A Mississippi State graduate student completing her degree by distance learning is receiving the Presidential Award for Excellence in Mathematics and Science Teaching.

Anna Cole of Raceland, La., a master's degree major in interdisciplinary sciences, is among nearly 100 across the United States being honored with the highest recognition for teachers of mathematics and science. She also is receiving a $10,000 cash award.

Additionally, the award includes travel to Washington, D.C., where she and the other honorees will be recognized formally, participate in various professional development sessions and meet with government policymakers.

Certified to teach chemistry and biology, the veteran educator has more than two decades of classroom experience. She leads beginning and advanced chemistry classes, along with laboratory sections, at Central Lafourche High School.

Cole said she enrolled in MSU's interdisciplinary sciences graduate program to elevate her skills as a high school chemistry teacher in her hometown. She learned of the program through a colleague who successfully had completed the program with an emphasis is geosciences.

After learning that the distance graduate program was available for a focus on chemistry, Cole said she jumped at the opportunity. She expects to complete the master's program next year.

"I've been waiting for a long time for an online degree with emphasis on chemistry so that it can help me in my classroom," she noted. "It has taken my content to a completely different level."

During the coming school year, Cole also will teach advanced placement and dual enrollment sections. This will be the first year that A.P. classes are available at her school.
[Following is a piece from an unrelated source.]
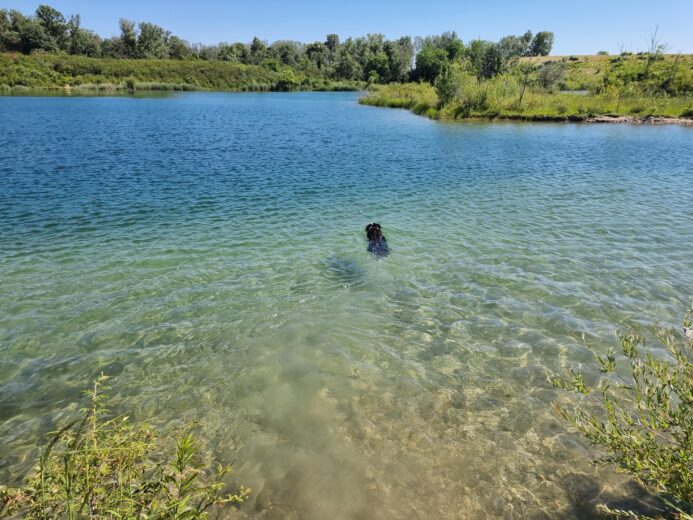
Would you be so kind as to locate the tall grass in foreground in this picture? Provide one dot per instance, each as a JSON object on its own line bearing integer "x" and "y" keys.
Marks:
{"x": 101, "y": 467}
{"x": 500, "y": 98}
{"x": 640, "y": 413}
"This has helped me implement some of the higher level concepts that need to be instituted in those classes," she said.

Cole received her undergraduate degree from Nicholls State University in Thibodaux and was nominated for the Presidential Award by NSU chemistry professor Glenn Lo. As she explained, Lo did so because of his interactions with her former students, whom he found well prepared in the chemistry subject area.

In response to the nomination, Cole was required to answer a series of science education essay questions and provide proof of students' academic growth under her direction.